Question

randomly sample sequences of fasta file per sample name

0

Entering edit mode

6.6 years ago

nmkn ▴ 10

I have a task that I'm sure has been done before but I can't find a simple solution. Given a fasta file, with multiple sequences per species/individual name, I want to randomly sample one sequence per species/individual. Not each species/individual will always have the same number of sequences.

I've found a few similar posts (https://www.biostars.org/p/18831/), but they randomly sample a subset based on a given percentage. I think I want to do something similar to this post, but that was never fully answered: Help with randomly sampling from a fasta file.

Here's my example:

>SpeciesA.seq0   CCACTTTA......
>SpeciesA.seq1   CCTCTTTA......
>SpeciesA.seq2   CCGCTTTA......
>SpeciesA.seq3   CCACTTTA......
>SpeciesB.seq0   GCCCTTTA......
>SpeciesB.seq1   GCCCTTTA.....
>SpeciesB.seq2   ACCCTTTA.....
>SpeciesB.seq3   GCCCTTTA.....
>SpeciesC.seq0   GCCCTTTA.....
>SpeciesC.seq1   GCCCTTTA.....

I want to randomly select one sequence per species/individual so the output will look like this:

>SpeciesA.seq3   CCACTTTA......
>SpeciesB.seq1   GCCCTTTA.....
>SpeciesC.seq1   GCCCTTTA.....

Ideally, the resulting sequences will be concatenated/pasted into a new file with the same name as the starting input fasta file (which corresponds to a gene name). I only have limited bash experience so help would be greatly appreciated!

fasta random sequence • 3.9k views

ADD COMMENT • link updated 6.6 years ago by cpad0112 21k • written 6.6 years ago by nmkn ▴ 10

0

Entering edit mode

If an answer below was helpful, you should upvote it; if the answer resolved your question, you should mark it as accepted. You can accept more than one if they work.
Upvote|Bookmark|Accept

ADD REPLY • link 6.6 years ago by GenoMax 147k

0

Entering edit mode

6.6 years ago

Pierre Lindenbaum 164k

shuffle your linearized fasta with shuf
convert the dot to tab with tr
use sort one the first column using --stable and -u (unique)

convert back the first tab to dot

 shuf linearized.tsv  | tr "." "\t" | sort -t $'\t' -k1,1 --stable -u | sed 's/\t/./'

ADD COMMENT • link 6.6 years ago by Pierre Lindenbaum 164k

0

Entering edit mode

Thank you, but I'm not sure if this does what I want. First, I have standard fasta files not .tsv files. Also, how does this randomly select one sequence per sample name and paste into a new file? I apologize if i just don’t understand.

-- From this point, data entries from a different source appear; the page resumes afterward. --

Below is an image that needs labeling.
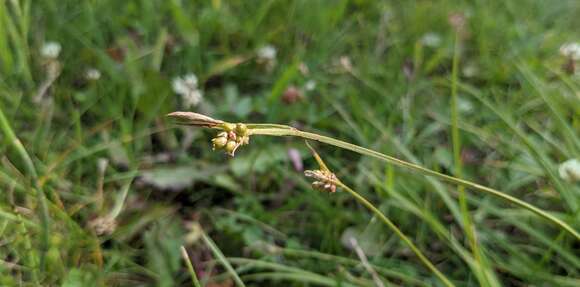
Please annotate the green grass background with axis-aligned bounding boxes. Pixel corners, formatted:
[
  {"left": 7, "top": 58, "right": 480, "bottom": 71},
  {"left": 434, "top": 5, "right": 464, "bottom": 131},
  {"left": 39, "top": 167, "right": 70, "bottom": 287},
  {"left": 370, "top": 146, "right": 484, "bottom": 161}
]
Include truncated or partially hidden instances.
[{"left": 0, "top": 0, "right": 580, "bottom": 286}]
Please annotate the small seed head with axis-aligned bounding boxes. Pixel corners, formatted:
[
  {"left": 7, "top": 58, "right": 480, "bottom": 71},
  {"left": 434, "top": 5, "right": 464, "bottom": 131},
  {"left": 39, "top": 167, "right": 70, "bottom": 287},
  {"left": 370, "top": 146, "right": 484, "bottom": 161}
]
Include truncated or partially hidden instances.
[
  {"left": 236, "top": 123, "right": 248, "bottom": 137},
  {"left": 211, "top": 136, "right": 228, "bottom": 150},
  {"left": 304, "top": 170, "right": 338, "bottom": 193},
  {"left": 222, "top": 123, "right": 236, "bottom": 132}
]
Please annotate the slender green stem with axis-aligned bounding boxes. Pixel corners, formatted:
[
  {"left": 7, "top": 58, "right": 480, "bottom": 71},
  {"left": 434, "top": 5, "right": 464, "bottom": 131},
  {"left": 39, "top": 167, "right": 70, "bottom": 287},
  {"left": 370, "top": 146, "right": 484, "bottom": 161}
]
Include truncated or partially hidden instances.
[
  {"left": 250, "top": 128, "right": 580, "bottom": 241},
  {"left": 336, "top": 180, "right": 455, "bottom": 286},
  {"left": 0, "top": 107, "right": 50, "bottom": 270},
  {"left": 450, "top": 32, "right": 490, "bottom": 286}
]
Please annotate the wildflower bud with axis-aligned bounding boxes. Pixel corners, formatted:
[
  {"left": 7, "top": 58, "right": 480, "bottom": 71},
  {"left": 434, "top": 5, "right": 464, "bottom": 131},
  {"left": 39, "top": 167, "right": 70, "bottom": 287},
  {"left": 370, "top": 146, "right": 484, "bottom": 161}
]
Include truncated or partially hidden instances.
[
  {"left": 304, "top": 170, "right": 338, "bottom": 193},
  {"left": 224, "top": 141, "right": 238, "bottom": 156},
  {"left": 222, "top": 123, "right": 236, "bottom": 132},
  {"left": 236, "top": 123, "right": 248, "bottom": 137},
  {"left": 211, "top": 137, "right": 228, "bottom": 150}
]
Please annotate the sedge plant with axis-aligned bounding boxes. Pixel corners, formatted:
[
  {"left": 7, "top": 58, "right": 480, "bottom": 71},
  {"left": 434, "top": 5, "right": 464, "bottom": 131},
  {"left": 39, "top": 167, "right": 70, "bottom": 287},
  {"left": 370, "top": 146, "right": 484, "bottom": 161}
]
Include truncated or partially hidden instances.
[{"left": 167, "top": 112, "right": 580, "bottom": 241}]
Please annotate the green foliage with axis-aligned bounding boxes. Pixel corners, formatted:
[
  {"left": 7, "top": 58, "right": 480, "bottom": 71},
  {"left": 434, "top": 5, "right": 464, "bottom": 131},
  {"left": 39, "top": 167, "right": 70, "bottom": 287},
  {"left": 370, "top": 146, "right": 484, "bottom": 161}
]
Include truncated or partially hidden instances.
[{"left": 0, "top": 0, "right": 580, "bottom": 286}]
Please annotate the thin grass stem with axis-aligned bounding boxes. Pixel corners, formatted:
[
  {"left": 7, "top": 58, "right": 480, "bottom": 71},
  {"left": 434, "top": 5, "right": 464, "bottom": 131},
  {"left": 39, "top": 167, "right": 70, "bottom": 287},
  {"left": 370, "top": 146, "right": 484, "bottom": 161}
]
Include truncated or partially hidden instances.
[{"left": 0, "top": 107, "right": 50, "bottom": 270}]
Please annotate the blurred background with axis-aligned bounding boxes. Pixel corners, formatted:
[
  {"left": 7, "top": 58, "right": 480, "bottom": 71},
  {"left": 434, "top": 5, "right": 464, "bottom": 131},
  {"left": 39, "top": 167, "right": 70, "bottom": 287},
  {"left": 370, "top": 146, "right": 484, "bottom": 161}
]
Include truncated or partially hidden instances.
[{"left": 0, "top": 0, "right": 580, "bottom": 287}]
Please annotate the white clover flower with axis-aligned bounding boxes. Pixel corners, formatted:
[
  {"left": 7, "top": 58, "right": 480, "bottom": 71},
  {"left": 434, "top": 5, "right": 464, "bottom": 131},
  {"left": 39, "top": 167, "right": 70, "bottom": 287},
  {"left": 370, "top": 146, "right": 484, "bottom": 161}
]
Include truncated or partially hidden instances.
[
  {"left": 256, "top": 45, "right": 278, "bottom": 61},
  {"left": 40, "top": 42, "right": 62, "bottom": 60},
  {"left": 560, "top": 42, "right": 580, "bottom": 60},
  {"left": 421, "top": 32, "right": 441, "bottom": 47},
  {"left": 304, "top": 80, "right": 316, "bottom": 92},
  {"left": 558, "top": 158, "right": 580, "bottom": 182},
  {"left": 171, "top": 73, "right": 203, "bottom": 108},
  {"left": 85, "top": 68, "right": 101, "bottom": 81}
]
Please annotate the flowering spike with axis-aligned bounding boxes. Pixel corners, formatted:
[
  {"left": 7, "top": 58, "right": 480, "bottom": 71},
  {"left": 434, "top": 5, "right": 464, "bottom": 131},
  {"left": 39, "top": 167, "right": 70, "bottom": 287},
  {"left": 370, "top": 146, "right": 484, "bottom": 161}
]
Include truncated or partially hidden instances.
[{"left": 167, "top": 112, "right": 225, "bottom": 128}]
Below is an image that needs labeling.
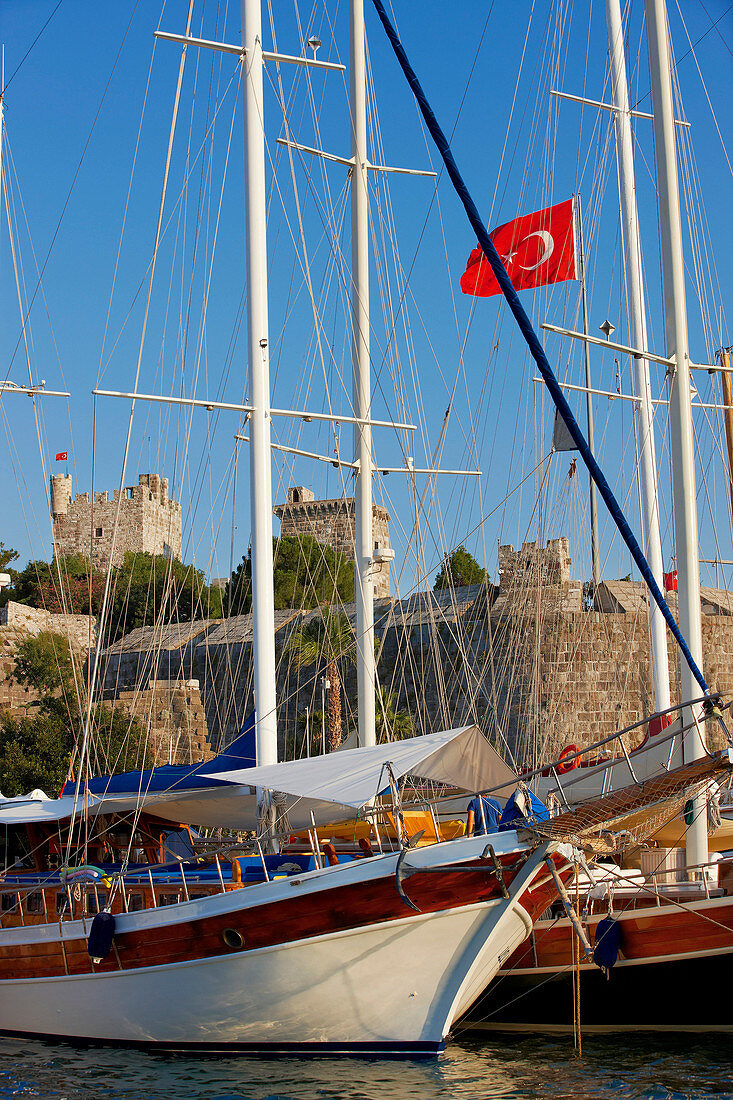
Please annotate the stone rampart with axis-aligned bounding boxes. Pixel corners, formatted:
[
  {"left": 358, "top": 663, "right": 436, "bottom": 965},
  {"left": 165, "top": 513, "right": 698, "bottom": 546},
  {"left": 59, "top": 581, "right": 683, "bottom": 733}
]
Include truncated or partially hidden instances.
[{"left": 51, "top": 474, "right": 182, "bottom": 569}]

ADD REPLY • link 6.6 years ago by nmkn ▴ 10

0

Entering edit mode

First, I have standard fasta files not .tsv files

linearize as described in the other posts. see https://gist.github.com/lindenb/2c0d4e11fd8a96d4c345

Also, how does this randomly select one sequence per sample name

this is the aim of the -u flag in sort

and paste into a new file?

do you want into a new file. use redirection: https://stackoverflow.com/questions/876239/how-can-i-redirect-and-append-both-stdout-and-stderr-to-a-file-with-bash

all in one:

awk '/^>/ {printf("%s%s\t",(N>0?"\n":""),$0);N++;next;} {printf("%s",$0);} END {printf("\n");}' in.fa | shuf  | tr "." "\t" | sort -t $'\t' -k1,1 --stable -u | sed 's/\t/./' | tr "\t" "\n" > out.fa

ADD REPLY • link 6.6 years ago by Pierre Lindenbaum 164k

0

Entering edit mode

6.6 years ago

cpad0112 21k

with seqkit and bash (Assuming that input is in fasta format, not in tsv as in OP and fasta records are linearized):

for i in $(seqkit seq -n test.fa | cut -f1 -d"." | uniq);
    do seqkit grep -rp $i test.fa  | seqkit seq -n | shuf -n1 | grep -A1 -f - test.fa;
done;

with seqkit, datamash and sed:

 $ seqkit fx2tab test.fa | sed 's/\./\t/' | datamash -sg1 rand 2,3 | sed 's/\t/\./' | seqkit tab2fx

with awk, sed and datamash:

$ awk 'BEGIN{RS=">"}{print $1"\t"$2}' test.fa |sed -e '1d;s/\./\t/g'| datamash -sg1 rand 2,3 | sed 's/\t/\./' |  awk 'BEGIN{RS="\n"}{print ">"$1"\n"$2}

ADD COMMENT • link 6.6 years ago by cpad0112 21k

score 3 · Accepted Answer · 2018-04-09

3

Entering edit mode

6.6 years ago

JC 13k

Perl:

#!/usr/bin/perl

use strict;
use warnings;

my %seqs =();

$/="\n>";
while (<>) {
    s/>//g;
    my ($name, @seq) = split (/\n/, $_);
    my ($sp, $id) = split (/\./, $name);
    push @{ $seqs{$sp} }, join "\n", ">$name", @seq;
}

foreach my $sp (keys %seqs) {
    print $seqs{$sp}[ int( rand @{ $seqs{$sp} }) ], "\n";
}

Examples:

perl rand.pl < seqs.fa
>SpeciesC.seq0
GCCCTTTA.....
>SpeciesA.seq0
CCACTTTA......
>SpeciesB.seq1
GCCCTTTA.....
$ perl rand.pl < seqs.fa
>SpeciesB.seq0
GCCCTTTA......
>SpeciesC.seq1
GCCCTTTA.....
>SpeciesA.seq1
CCTCTTTA......

Explanation: use a hash of arrays, each species collects their sequences in an array, then just iterate over species getting one random value of the array length.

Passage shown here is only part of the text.